Broedvogelmonitoring: alleen voor vroege vogels
Bosgroepen
17-MRT-2020 - Een uur voor zonsopgang loopt ecoloog Maarten Immerzeel deze weken al in het veld voor een broedvogelmonitoring. Zijn oren zijn ondertussen zo goed getraind, dat hij de bijzondere soorten er zo uitfiltert. Grote lijsters, boomleeuweriken, geelgorzen; de meeste vogels zijn op dit vroege tijdstip het actiefst.
Monitoring gekoppeld aan subsidie
Dit voorjaar starten de Bosgroepen weer met SNL-monitoring op verschillende terreinen van leden die via de Bosgroepen SNL-beheersubsidie ontvangen. Het monitoren of karteren is een verplichting vanuit de subsidieregeling, uitgevoerd in opdracht van, en gefinancierd door de provincies. Met de SNL-monitoring brengen we de natuurwaarden in de verschillende terreinen in kaart. Ieder terrein wordt in ieder geval eens per zes of eens per twaalf jaar (afhankelijk van het beheertype) gemonitord. We kijken dan naar flora, vegetatie, (bos)structuur, broedvogels en insecten. De broedvogels zijn als eerste aan de beurt, in het vroege voorjaar.
Vroege vogelaar
Maarten Immerzeel is ecoloog bij de Bosgroepen en de enige die broedvogelmonitoring uitvoert bij Bosgroep Midden Nederland. Maarten: “Van kinds af aan was ik al een echte vogelaar, en ging ik bijvoorbeeld met mijn vader mee naar de Oostvaardersplassen om vogels te spotten. Ook heb ik een tijd als vrijwilliger voor Sovon gemonitord.
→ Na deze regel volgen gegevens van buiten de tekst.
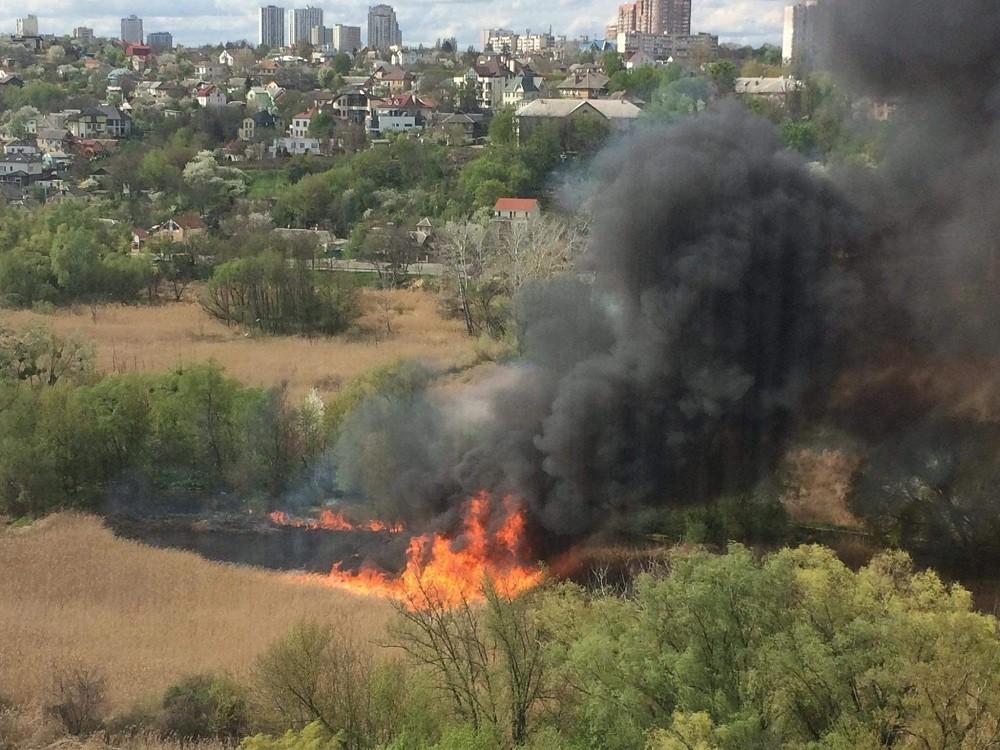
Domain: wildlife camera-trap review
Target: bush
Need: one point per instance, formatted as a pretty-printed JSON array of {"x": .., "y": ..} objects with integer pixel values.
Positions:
[
  {"x": 78, "y": 700},
  {"x": 313, "y": 736},
  {"x": 205, "y": 707}
]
Met vrienden heb ik een heel actief WhatsAppgroepje waarin alle waarnemingen worden gedeeld. Dat is best competitief. Al moet ik vroeg uit de veren, de broedvogelmonitoring doe ik met veel plezier in het voorjaar, naast mijn reguliere veldwerk. We besteden de broedvogelmonitoring doorgaans uit. Insecten en flora en vegetatie doen we grotendeels met onze eigen club ecologen binnen de Bosgroepen. Hiermee bouwen we veel kennis op van de terreinen van onze leden.”
Registratie met de SOVON-app
Voor het registreren van de waarnemingen maken we gebruik van Avimap, de speciale SOVON-app, met de broedvogelmonitoringsmethode BMP, ontwikkeld door SOVON. Grenzen van te monitoren terreinen staan in de app aangegeven. Binnen dit gebied vinden de waarnemingen plaats. Maarten: “Je hebt verschillende algemene soorten, zoals koolmezen, merels en houtduiven, die in de SNL-monitoring niet geteld hoeven te worden. Ik monitor alleen de bijzondere soorten. De verwachte soorten voer ik in de app vooraf alvast in bij favorieten. Dan kan ik ze in het veld snel toevoegen. Je moet goed filteren wat je in het terrein hoort, zodat je oren gespitst zijn op de soorten die je moet monitoren. En niet alle vogels mogen nu al meegeteld worden. Deze vroege boomleeuweriken bijvoorbeeld (wijst omhoog), tellen pas vanaf 15 maart mee als broedvogelsoort. Ze zijn nu gewoon wat vroeg. Maar ik kom hier nog een aantal keren terug, en dan weet ik alvast waar ze zouden kunnen zitten. En in april komen er weer nieuwe soorten bij, zoals de boompieper. Ik bezoek iedere locatie vijf keer; in maart, twee keer in april, in mei en in juni. Nu lopen we op een terrein met het beheertype droge heide, hiernaast ligt type dennen-, eiken-, beukenbos. Beide trekken verschillende soorten vogels; vooral die overgangsgebieden kunnen interessant zijn voor verschillende soorten.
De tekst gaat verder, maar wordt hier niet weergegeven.